I blink at him. “What?”
He hands me the book he’s holding. “For God’s sake, be careful. There are spies all over the place.”
The book is by Dr. Seuss. Green Eggs and Ham.
“This is your article?” I ask.
“It’s encoded,” Thomas whispers.
I had come here hoping to find someone else who was a survivor, someone who might be able to take the worst night of my life and help me shoulder the memory. Instead, I found Thomas so trapped by the past that he can’t accept the future.
Maybe that is healthier.
“Do you know what Jenna did today?” Thomas says.
Tears spring to my eyes. “Tell me.”
“She took all the vegetables she doesn’t like to eat out of the refrigerator and said she was going to give them to the elephants. When I told her they were good for her, she said this was just an experiment and the elephants were her control group.” He grins at me. “If she’s this smart at three, what will she be like at twenty-three?”
There was a moment, before everything went wrong, before the sanctuary had failed and Thomas had gotten sick, when we had been happy together. He had held our newborn in his arms, speechless. He had loved me, and he had loved her.
“She’ll be amazing,” Thomas says, answering his own rhetorical question.
“Yes,” I say, my voice thick. “She will.”
At the motel, I take off my shoes and my jacket and pull the shades tight. I sit down on the swivel chair at the desk and stare into the mirror. This is not the face of someone at peace. In fact, I do not at all feel the way I thought I would if I ever received a call that my daughter had been found. This was supposed to be what I needed to stop straddling the distance between reality and what-if. But I still feel rooted. Stuck.
The blank face of the television mocks me. I do not want to turn it on. I don’t want to listen to newscasters telling me of some new horror in the world, of the limitless supply of tragedy.
When there is a knock on the door, I startle. I don’t know anyone in this town. It could only be one thing.
They’ve come for me, after all, because they know what I did.
I take a deep breath, resolved. It’s all right, really. I was expecting this. And no matter what happens, I know where Jenna is now. The babies in South Africa are under the care of people who know how to raise them. Really, I am ready to go.
But when I open the door, the woman with pink hair is standing on the threshold.
Cotton candy, that’s what it looks like. I used to feed it to Jenna, who had such a sweet tooth. In Afrikaans, it’s called spook asem. Ghost breath.
“Hello,” she says.
Her name. It’s something like Tranquility … Sincerity…
“I’m Serenity. I met you earlier today.”
The woman who had found Jenna’s remains. I stare at her, wondering what she could possibly want. A reward, maybe?
“I know I said I found your daughter,” she begins, her voice shaking. “But I lied.”
“Detective Mills said you brought him a tooth—”
“I did. But the thing is, Jenna found me first. A little over a week ago.” She hesitates. “I’m a psychic.”
Maybe it is the stress of having seen my daughter’s bones interred; maybe it is realizing that Thomas has the good fortune to be trapped in a place where none of this ever happened; maybe it is the twenty-two hours of flying and the jet lag I’m still battling. For all of these reasons, rage rises in me like a geyser. I plant my hands on Serenity’s arms and shove her. “How dare you?” I say. “How dare you make light of the fact that my daughter’s dead?”
She topples back, caught off guard by my physical attack. Her giant purse spills onto the floor between us.
She falls to her knees, sweeping the contents back inside. “That’s the last thing I’d ever do,” she says. “I came to tell you how much Jenna loved you. She didn’t realize she was dead, Alice. She thought you’d left her behind.”
What this hack is doing is deadly, dangerous. I’m a scientist, and what she’s saying is not possible, but it can still wreak havoc with my heart.
“What did you come here for?” I say, bitter. “Money?”
“I could see her,” the woman insists. “I could talk to her, and touch her.
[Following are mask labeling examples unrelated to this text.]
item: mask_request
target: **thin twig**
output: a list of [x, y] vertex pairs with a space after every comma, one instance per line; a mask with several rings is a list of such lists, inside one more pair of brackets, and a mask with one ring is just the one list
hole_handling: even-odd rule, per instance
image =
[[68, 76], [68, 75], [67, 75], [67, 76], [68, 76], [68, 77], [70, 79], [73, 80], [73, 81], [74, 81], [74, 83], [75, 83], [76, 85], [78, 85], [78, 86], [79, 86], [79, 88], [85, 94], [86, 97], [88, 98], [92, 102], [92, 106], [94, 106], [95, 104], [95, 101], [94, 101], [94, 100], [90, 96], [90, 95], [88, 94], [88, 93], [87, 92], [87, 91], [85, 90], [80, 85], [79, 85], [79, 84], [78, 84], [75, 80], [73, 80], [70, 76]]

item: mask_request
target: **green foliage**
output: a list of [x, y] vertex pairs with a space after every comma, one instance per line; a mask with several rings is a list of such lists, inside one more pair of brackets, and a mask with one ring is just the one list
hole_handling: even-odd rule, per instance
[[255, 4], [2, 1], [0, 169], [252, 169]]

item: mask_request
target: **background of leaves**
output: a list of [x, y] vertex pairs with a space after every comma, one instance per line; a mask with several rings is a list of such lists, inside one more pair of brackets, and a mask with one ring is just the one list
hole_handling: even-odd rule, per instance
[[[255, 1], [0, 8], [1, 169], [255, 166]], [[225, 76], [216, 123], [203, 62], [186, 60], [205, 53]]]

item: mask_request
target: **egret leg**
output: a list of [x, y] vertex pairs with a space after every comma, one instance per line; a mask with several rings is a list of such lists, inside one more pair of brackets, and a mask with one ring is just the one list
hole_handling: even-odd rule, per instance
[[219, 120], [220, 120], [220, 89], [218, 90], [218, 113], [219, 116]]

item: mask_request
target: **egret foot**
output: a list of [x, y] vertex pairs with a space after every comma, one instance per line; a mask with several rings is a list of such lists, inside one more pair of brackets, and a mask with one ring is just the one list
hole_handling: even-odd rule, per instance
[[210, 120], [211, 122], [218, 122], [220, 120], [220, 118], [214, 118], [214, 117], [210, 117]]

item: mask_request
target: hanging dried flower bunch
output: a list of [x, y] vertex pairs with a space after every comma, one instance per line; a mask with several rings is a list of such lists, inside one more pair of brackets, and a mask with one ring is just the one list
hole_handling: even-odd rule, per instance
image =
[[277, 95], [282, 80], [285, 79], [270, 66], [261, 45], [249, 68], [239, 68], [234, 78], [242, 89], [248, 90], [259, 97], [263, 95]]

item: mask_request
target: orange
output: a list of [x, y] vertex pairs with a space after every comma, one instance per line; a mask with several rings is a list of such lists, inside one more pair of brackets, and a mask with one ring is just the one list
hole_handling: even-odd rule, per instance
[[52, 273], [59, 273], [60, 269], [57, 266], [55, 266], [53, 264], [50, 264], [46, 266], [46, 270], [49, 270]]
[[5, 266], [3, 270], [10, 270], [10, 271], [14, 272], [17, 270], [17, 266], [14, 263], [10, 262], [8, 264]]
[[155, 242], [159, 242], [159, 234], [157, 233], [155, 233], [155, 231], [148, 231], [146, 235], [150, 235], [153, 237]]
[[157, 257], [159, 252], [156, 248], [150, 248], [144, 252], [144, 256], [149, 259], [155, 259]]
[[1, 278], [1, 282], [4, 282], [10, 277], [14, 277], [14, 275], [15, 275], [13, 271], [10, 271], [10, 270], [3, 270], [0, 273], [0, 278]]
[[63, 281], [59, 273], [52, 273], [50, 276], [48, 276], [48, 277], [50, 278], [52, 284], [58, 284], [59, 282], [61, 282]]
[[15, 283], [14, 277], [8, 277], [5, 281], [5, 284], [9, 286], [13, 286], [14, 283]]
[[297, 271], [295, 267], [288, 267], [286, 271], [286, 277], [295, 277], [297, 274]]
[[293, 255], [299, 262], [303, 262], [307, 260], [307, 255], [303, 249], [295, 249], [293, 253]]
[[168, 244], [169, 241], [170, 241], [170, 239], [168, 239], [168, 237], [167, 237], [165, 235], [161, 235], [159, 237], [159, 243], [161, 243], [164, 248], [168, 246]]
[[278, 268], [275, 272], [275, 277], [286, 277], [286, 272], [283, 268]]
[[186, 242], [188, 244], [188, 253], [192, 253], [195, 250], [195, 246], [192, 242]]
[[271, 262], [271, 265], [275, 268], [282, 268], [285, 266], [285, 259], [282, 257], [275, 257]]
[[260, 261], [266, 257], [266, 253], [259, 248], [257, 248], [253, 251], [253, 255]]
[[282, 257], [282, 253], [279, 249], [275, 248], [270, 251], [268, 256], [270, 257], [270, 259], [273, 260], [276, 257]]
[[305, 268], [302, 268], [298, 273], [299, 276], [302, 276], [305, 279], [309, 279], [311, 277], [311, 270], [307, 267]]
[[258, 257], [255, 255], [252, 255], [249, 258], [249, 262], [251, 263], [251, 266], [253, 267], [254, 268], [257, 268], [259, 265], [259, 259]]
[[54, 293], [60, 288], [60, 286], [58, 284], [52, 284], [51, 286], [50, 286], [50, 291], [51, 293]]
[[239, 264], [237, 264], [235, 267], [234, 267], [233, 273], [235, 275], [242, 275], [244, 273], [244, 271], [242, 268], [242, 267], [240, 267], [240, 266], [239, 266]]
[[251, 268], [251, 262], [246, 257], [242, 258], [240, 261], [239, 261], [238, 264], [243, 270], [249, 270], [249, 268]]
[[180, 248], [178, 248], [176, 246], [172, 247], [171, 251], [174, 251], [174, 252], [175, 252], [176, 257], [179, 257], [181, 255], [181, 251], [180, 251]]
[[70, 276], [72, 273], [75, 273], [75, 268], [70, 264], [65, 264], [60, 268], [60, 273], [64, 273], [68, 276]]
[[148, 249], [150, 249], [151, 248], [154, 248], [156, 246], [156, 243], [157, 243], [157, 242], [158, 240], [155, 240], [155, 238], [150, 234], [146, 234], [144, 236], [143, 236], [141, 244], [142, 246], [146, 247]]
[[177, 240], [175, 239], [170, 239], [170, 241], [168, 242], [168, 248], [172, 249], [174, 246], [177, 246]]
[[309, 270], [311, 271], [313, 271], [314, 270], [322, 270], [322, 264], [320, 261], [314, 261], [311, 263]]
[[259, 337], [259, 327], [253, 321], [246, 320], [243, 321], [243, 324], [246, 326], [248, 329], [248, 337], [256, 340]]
I didn’t know Jenna was a spirit; I thought she was a teenage girl. I watched her eat and laugh and ride a bike and check the voice mail on her cell phone. She looked and sounded as real to me as you do, right now.”
“Why you?” I hear myself ask. “Why would she have come to you?”
“Because I was one of the few who noticed her, I guess. Ghosts are all around us, talking to each other and checking into hotels and eating at McDonald’s and doing what you and I would ordinarily do—but the only people who see them are the ones who can suspend disbelief. Like little children. Mentally ill folks. And psychics.” She hesitates. “I think she came to me because I could hear her. But I think she stayed because she knew—even if I didn’t—that I could help her find you.”
I am crying now. I cannot see clearly. “Go away. Just go away.”
She gets to her feet, about to say something, and then on second thought just inclines her head and starts walking down the hall.